“I have so many things to do when I get home today…”
“I should finish my work as soon as this Snapchat conversation ends.”
“What if I mess up my test next period?”
“Did I say something wrong to him yesterday?”
Nowadays, our minds are often overwhelmed by these plans and worries for the future or by regrets of the past. But these thoughts that dwell on future or past not only tire our minds but take us away from the present. Although we are physically in one place or a situation in the moment, our minds are more likely to be far away from it, dwelling in another time, another place, with other people.
One study on distractedness, “A Wandering Mind is an Unhappy Mind” by Harvard Psychologists Matthew A. Killingsworth and Daniel T. Gilberts, detailed that the average human mind is not present for more than half the day.
This makes us very inefficient in what we do and only leaves us unfulfilled. As we are not fully focusing on the task given, we are more likely to make careless mistakes and be less efficient in our jobs. We are constantly doing something, but we are not making the most of our time. But not only that, being less conscious of the present significantly affects our happiness. The aforementioned Harvard study has also shown that we are the happiest when we are doing what we are thinking, and caring, about.
Mindfulness is bringing attention to what is happening at the moment and being aware of our present experiences. Being mindful, we pause to observe and sense the things that are happening around us, and within ourselves, such as our posture, our sensation for each body parts, and our thoughts and emotions. The key to being mindful lies in sensing these without any judgement. We are not forcing ourselves to correct our posture, forget certain emotions, or stop certain thoughts, but we are simply perceiving them.
Guided meditation is one of the most well known ways to practice mindfulness. In the videos or audios for guided exercise, instructions with a calming voice help us to bring our attention to the moment in a relaxed manner. The guided exercises are great way to introduce ourselves into mindfulness and start practicing it for the first time.

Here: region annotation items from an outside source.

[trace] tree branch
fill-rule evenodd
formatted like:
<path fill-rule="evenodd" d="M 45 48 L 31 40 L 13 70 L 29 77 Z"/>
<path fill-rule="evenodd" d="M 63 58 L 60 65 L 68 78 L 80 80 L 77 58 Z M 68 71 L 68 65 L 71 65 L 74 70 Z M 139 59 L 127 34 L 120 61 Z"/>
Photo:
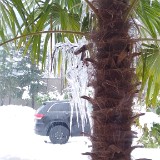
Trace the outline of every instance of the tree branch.
<path fill-rule="evenodd" d="M 6 44 L 6 43 L 9 43 L 9 42 L 12 42 L 14 40 L 17 40 L 17 39 L 20 39 L 20 38 L 23 38 L 23 37 L 28 37 L 28 36 L 34 36 L 34 35 L 39 35 L 39 34 L 43 34 L 43 33 L 66 33 L 66 34 L 76 34 L 76 35 L 81 35 L 81 36 L 87 36 L 87 32 L 75 32 L 75 31 L 67 31 L 67 30 L 60 30 L 60 31 L 53 31 L 53 30 L 49 30 L 49 31 L 39 31 L 39 32 L 35 32 L 35 33 L 28 33 L 26 35 L 21 35 L 21 36 L 17 36 L 17 37 L 14 37 L 10 40 L 7 40 L 3 43 L 0 43 L 0 46 Z"/>

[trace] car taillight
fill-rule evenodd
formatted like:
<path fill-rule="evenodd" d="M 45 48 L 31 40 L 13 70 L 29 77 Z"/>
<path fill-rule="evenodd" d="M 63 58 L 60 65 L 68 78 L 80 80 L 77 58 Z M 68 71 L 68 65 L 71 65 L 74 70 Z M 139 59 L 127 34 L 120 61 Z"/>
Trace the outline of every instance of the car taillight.
<path fill-rule="evenodd" d="M 35 114 L 34 116 L 36 119 L 42 119 L 44 117 L 43 114 Z"/>

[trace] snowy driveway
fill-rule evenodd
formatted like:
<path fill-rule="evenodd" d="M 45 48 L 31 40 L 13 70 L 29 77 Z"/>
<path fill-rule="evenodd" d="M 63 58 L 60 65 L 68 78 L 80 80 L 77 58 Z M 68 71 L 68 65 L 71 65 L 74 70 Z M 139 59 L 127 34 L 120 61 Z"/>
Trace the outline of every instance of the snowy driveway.
<path fill-rule="evenodd" d="M 0 107 L 0 160 L 89 160 L 86 137 L 70 138 L 64 145 L 53 145 L 48 137 L 34 134 L 34 113 L 29 107 Z M 45 143 L 44 141 L 48 141 Z M 136 149 L 134 158 L 160 160 L 160 149 Z"/>

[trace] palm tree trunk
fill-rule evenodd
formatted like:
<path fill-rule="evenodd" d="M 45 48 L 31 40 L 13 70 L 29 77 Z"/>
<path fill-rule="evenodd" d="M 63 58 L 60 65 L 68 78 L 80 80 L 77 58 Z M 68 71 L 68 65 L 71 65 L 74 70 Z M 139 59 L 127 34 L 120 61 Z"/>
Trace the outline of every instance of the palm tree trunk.
<path fill-rule="evenodd" d="M 131 160 L 132 105 L 137 79 L 132 68 L 129 0 L 94 0 L 98 27 L 91 34 L 94 66 L 92 160 Z"/>

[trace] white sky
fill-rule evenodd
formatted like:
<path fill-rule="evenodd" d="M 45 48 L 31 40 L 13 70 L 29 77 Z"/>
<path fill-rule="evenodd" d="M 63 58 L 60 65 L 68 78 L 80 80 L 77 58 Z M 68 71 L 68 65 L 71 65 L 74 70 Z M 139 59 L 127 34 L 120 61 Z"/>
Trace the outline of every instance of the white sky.
<path fill-rule="evenodd" d="M 0 160 L 89 160 L 81 154 L 91 150 L 87 137 L 70 138 L 64 145 L 51 144 L 48 137 L 34 134 L 34 113 L 27 106 L 0 106 Z M 146 119 L 153 121 L 154 117 Z M 132 156 L 160 160 L 159 152 L 136 149 Z"/>

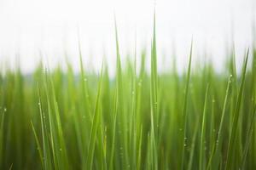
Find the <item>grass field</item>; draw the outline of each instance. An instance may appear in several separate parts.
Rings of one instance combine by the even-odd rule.
[[[241,71],[230,51],[217,73],[211,63],[191,68],[192,42],[184,73],[172,63],[158,73],[155,26],[151,54],[122,64],[115,31],[113,78],[103,62],[86,70],[82,54],[79,74],[69,63],[1,74],[0,169],[256,168],[254,49]]]

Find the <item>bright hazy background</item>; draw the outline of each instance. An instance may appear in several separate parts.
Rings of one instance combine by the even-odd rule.
[[[137,52],[149,51],[154,4],[160,70],[170,68],[174,54],[184,68],[192,36],[195,60],[211,60],[218,69],[233,40],[238,63],[252,44],[255,0],[1,0],[0,67],[19,60],[29,72],[40,54],[50,67],[65,63],[67,54],[79,71],[79,34],[86,65],[97,68],[105,56],[114,70],[113,13],[124,59],[135,42]]]

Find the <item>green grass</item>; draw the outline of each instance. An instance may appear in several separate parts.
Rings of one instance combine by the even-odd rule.
[[[151,53],[121,63],[115,21],[116,71],[19,68],[0,76],[0,169],[255,169],[256,50],[241,71],[234,50],[226,69],[212,63],[158,72],[155,14]],[[252,55],[249,55],[252,54]],[[250,56],[253,56],[250,59]],[[150,71],[146,60],[150,60]],[[137,62],[141,60],[141,62]]]

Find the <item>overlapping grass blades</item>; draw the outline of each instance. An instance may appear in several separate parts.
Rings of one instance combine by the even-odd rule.
[[[1,74],[0,169],[254,169],[255,49],[252,68],[247,50],[236,73],[232,49],[217,73],[192,68],[191,41],[184,72],[175,55],[159,72],[155,22],[149,53],[135,48],[125,60],[114,21],[113,77],[107,62],[87,69],[80,40],[78,74],[68,60],[67,71],[40,63],[32,75]]]

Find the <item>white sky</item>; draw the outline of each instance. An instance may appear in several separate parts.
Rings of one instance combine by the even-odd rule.
[[[149,50],[154,3],[160,70],[172,65],[174,48],[178,68],[186,65],[192,35],[196,60],[204,60],[207,50],[217,68],[224,61],[232,35],[238,62],[251,45],[255,0],[0,0],[0,67],[14,66],[19,54],[22,70],[30,71],[39,51],[54,66],[65,62],[66,51],[79,70],[79,27],[86,65],[101,65],[105,52],[110,69],[114,68],[113,11],[124,58],[134,50],[135,32],[138,51],[144,45]]]

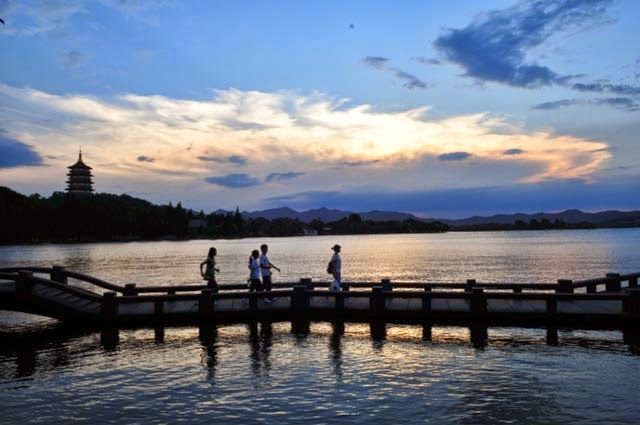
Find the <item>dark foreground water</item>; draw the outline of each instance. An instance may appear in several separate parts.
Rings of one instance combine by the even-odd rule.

But aside from meditations, mindfulness can be practiced during our daily lives, through our activities and attitudes. One way I personally practice mindfulness is by writing in a journal and making scrapbooks. Writing journals helps me to be fully focused on my present emotions and thoughts and be aware of my day and my surrounding situations. For a moment, it takes me away from my to-do lists and brings me to a place where I am fully engaged in a present moment. Scrapbooking also helps me in a similar sense. By printing out photos with great memories and designing a page with it, I become fully aware of the fun, happy experiences that I had without other stress and worries distracting myself.
Mindfulness can also be practiced in our daily activities. For me, when I am on my way school, when I am walking from classroom to classroom, or when I am talking with my friends, I try to be present in the moment and fully perceive the experience, I try to perceive the warm sunshine and great sceneries with green grass and high palm trees — simply being in awe of life’s beautiful moments. Arising from these presence are the feelings of gratitude and kindness, the two attitudes that mindfulness strongly emphasizes. We become fully aware of the good things we have in our life and be able to connect with others without much distractions.
Yet, it is hard to practice mindfulness in modern day lives — I cannot count how many times I find myself drift away to worries for the future in one single mindfulness meditation. I get caught up with my to-do lists or regrets of the past multiple times in a single conversation that I have. However, being aware of our drifting away and being able to constantly bring our attention back to our present moment are what make a difference in our lives.